Spinach is rich in vitamins A, C, and K, folate, fiber, iron, and potassium. It’s good for fighting oxidative stress, improving eye health, and preventing heart disease and cancer.
Enjoy sweet corn to your heart’s content because it’s also low GI, whether it’s boiled corn on the cob, canned, or frozen. It will make for a healthy and delicious side dish or snacks.
Sweet corn is rich in dietary fiber, phosphorus, manganese, folate, and vitamins B1, B5, and C. It is a low-starch variety with higher sugar content which is mostly sucrose. Don’t worry though because, in spite of its sugar content, it’s not high glycemic.
Tomatoes are diabetic friendly so eat away! They’re very low in GI and are also packed with goodness that does wonders to your body – whether it’s raw or cooked.
Tomatoes are known for their lycopene content which is linked to reduced risk of heart disease and cancer. It’s also a great source of folate, vitamin C, and potassium.
How to Manage Diabetes
Now that you have an idea on what are the best vegetables for diabetics that you can include in your diabetic-friendly diet, here are a few more how-to guides in managing diabetes.
Embrace a healthy diet
Aside from focusing on foods with low GI, make sure that your diet is a well-balanced one. Adding as much as vegetables and fruits in there is of course ideal. But don’t forget about the other food groups as well. Make also reading food labels and making meal plans a habit. And remember that embracing a healthy diet is tantamount to changing a lifestyle.

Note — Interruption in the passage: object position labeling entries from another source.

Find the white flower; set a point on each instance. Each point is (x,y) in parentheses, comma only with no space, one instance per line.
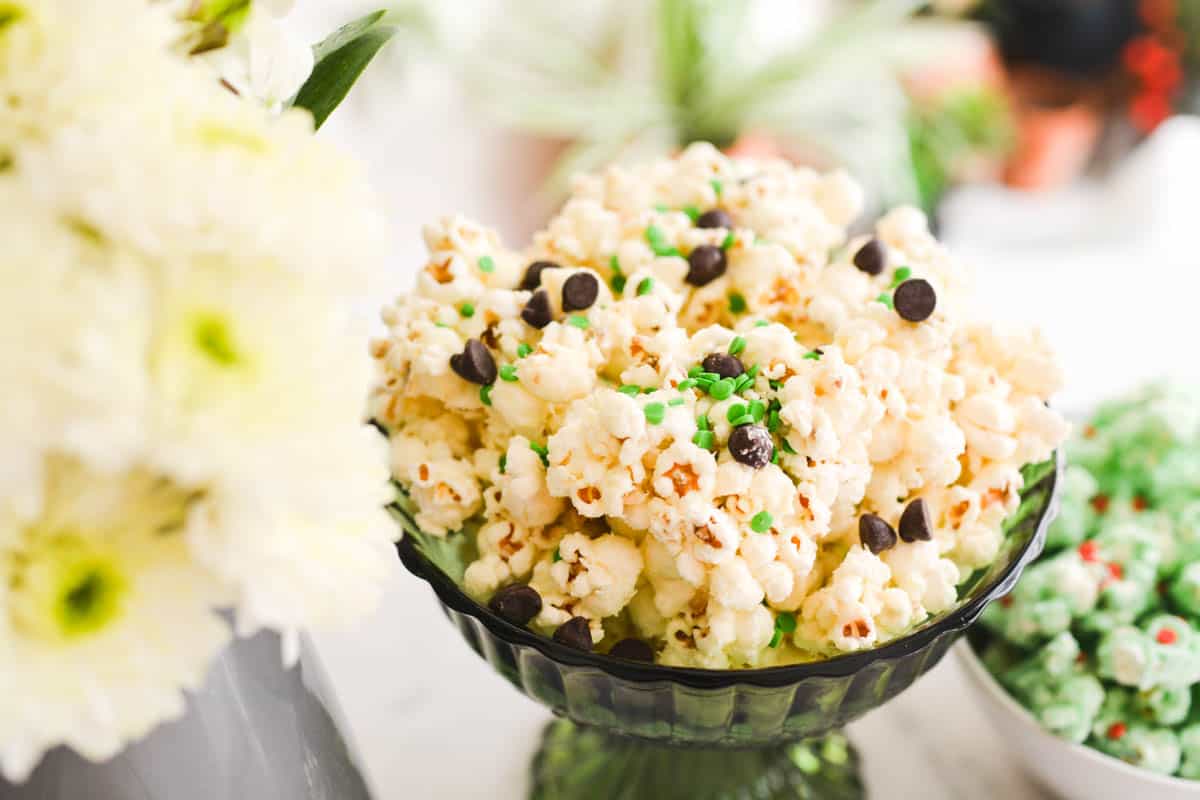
(264,58)
(184,384)
(106,615)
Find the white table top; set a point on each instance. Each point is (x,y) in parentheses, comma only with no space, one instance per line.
(431,720)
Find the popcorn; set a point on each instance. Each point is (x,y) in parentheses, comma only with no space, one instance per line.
(699,416)
(1122,575)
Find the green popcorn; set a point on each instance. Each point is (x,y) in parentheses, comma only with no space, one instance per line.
(1125,599)
(1189,743)
(1186,523)
(1077,513)
(1057,660)
(1185,590)
(1048,599)
(1157,750)
(1066,707)
(1164,653)
(1163,705)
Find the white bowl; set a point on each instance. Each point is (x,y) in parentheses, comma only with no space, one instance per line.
(1072,771)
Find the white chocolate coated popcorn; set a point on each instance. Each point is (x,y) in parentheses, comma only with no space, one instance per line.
(599,465)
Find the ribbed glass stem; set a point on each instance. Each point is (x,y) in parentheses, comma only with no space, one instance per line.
(577,763)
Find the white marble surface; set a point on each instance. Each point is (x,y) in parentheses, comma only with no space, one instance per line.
(1110,272)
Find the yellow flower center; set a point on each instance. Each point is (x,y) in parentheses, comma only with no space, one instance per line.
(213,337)
(10,13)
(63,590)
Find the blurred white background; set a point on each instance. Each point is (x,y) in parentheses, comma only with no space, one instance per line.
(1109,269)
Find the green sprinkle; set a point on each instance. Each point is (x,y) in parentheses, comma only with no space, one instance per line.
(721,389)
(658,241)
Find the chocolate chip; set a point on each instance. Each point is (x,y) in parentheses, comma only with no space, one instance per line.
(715,218)
(706,264)
(915,300)
(580,292)
(474,364)
(875,534)
(575,633)
(538,312)
(871,257)
(723,364)
(915,525)
(633,650)
(532,278)
(517,603)
(751,445)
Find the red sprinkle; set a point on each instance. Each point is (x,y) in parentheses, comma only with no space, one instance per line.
(1089,551)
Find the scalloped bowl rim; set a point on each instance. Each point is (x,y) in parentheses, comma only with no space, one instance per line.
(960,618)
(988,683)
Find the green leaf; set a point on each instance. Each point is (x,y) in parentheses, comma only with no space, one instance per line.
(339,61)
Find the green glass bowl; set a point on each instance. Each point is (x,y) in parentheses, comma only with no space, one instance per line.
(709,709)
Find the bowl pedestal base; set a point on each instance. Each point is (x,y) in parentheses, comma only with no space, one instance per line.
(580,763)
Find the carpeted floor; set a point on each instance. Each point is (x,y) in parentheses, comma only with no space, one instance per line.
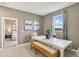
(25,50)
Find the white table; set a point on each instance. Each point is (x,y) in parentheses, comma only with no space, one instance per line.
(56,43)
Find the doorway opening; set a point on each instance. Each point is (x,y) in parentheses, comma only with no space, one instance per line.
(9,32)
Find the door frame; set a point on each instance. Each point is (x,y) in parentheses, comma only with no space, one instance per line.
(3,29)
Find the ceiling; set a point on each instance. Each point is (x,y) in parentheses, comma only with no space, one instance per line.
(39,8)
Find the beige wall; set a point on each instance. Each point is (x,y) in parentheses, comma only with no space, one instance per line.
(73,23)
(21,16)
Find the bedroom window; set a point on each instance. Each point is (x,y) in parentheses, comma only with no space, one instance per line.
(58,24)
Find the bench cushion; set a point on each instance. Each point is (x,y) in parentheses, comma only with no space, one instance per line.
(44,49)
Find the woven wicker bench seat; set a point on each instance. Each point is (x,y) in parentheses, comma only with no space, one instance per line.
(45,50)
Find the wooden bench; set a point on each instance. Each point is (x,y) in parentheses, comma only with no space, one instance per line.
(44,49)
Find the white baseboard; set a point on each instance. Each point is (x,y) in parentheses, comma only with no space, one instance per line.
(74,50)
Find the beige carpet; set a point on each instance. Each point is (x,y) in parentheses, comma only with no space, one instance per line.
(24,50)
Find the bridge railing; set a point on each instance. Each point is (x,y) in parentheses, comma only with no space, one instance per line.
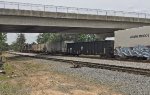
(51,8)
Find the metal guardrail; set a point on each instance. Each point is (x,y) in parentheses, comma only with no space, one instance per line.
(62,9)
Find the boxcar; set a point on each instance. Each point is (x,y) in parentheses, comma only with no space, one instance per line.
(38,48)
(59,47)
(103,48)
(133,42)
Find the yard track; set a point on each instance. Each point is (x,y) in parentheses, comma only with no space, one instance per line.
(79,64)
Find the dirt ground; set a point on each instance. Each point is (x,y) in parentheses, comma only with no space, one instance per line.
(24,76)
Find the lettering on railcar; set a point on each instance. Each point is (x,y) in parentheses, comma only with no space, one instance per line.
(140,36)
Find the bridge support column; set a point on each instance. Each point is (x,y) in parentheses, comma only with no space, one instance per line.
(102,37)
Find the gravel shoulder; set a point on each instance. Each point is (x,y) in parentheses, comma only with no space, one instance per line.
(29,76)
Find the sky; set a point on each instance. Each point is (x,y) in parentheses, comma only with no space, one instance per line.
(118,5)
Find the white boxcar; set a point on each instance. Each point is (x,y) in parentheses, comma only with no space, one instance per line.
(133,42)
(57,47)
(133,37)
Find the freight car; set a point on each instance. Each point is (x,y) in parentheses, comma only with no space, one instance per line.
(133,43)
(39,48)
(102,48)
(58,47)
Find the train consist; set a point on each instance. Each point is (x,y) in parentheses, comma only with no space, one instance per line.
(103,48)
(133,43)
(130,43)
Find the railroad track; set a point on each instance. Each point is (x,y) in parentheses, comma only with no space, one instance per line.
(79,64)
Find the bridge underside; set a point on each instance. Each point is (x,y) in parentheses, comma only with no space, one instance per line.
(52,29)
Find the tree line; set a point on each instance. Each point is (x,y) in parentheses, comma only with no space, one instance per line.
(54,37)
(20,42)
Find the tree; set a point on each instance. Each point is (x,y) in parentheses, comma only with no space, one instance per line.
(3,44)
(20,41)
(54,37)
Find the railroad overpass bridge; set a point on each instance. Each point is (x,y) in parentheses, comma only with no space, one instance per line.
(35,18)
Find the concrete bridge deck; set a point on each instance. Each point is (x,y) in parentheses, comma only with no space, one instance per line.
(39,20)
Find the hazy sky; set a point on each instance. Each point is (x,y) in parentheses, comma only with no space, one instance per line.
(120,5)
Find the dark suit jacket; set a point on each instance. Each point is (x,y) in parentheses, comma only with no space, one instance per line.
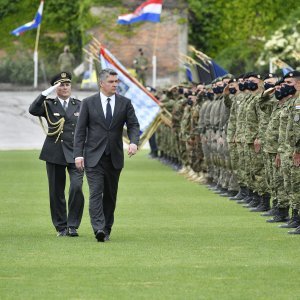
(92,133)
(60,152)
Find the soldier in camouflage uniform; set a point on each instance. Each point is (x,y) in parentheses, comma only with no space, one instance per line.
(177,114)
(267,141)
(223,151)
(254,168)
(291,86)
(242,101)
(205,130)
(218,88)
(197,152)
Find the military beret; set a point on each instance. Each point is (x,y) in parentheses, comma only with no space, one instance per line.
(270,75)
(292,74)
(61,77)
(253,74)
(227,76)
(232,80)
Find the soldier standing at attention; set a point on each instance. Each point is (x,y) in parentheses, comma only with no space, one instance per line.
(61,114)
(291,86)
(66,60)
(141,66)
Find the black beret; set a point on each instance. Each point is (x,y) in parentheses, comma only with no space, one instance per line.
(227,76)
(61,77)
(270,75)
(292,74)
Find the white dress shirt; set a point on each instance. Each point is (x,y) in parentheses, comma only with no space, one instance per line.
(112,102)
(62,101)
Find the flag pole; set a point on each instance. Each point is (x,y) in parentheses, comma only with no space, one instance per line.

Let go of that extra weight
It’s time to lose it, let go of that extra weight! Not only will it help you have better control of your blood sugar level but it will also help in reducing blood cholesterol and high blood pressure. If you can muster to lose 5 or 10 percent of your body weight, that is fairly enough to start a reaction and give you better control of your blood sugar level.
Commit to exercising
You have to get off the couch and start exercising! In fact, you’ll have to really commit to it – firstly, so that you lose the extra weight, and secondly, to keep them off for good. Start off slow and easy, and then as you build confidence and strengthen your stamina, you can gradually level up your exercise routine. Exercising will help in decreasing insulin resistance and regulating blood cholesterol and blood pressure levels.
Make quality sleep a goal
You will have to really strive to get as much quality sleep as possible because lack of it can disrupt the balance of insulin and blood sugar. At the very least, six hours of quality sleep is ideal. It will help if you can establish a sleep routine. Try also lowering the temperature in your bedroom and making it as dark and as quiet as possible to make it even more conducive for sleeping. It will also help if you can avoid caffeine and spicy foods at night.
Test your blood sugar
To give you a good gauge on where your blood sugar levels are mostly at, do a regular blood glucose test. It will give you a better picture of which, more or less, activity or food is causing the increase in blood sugar levels. You can then use this information to better plan your meals and activities in such a way that it won’t cause any blood sugar spikes.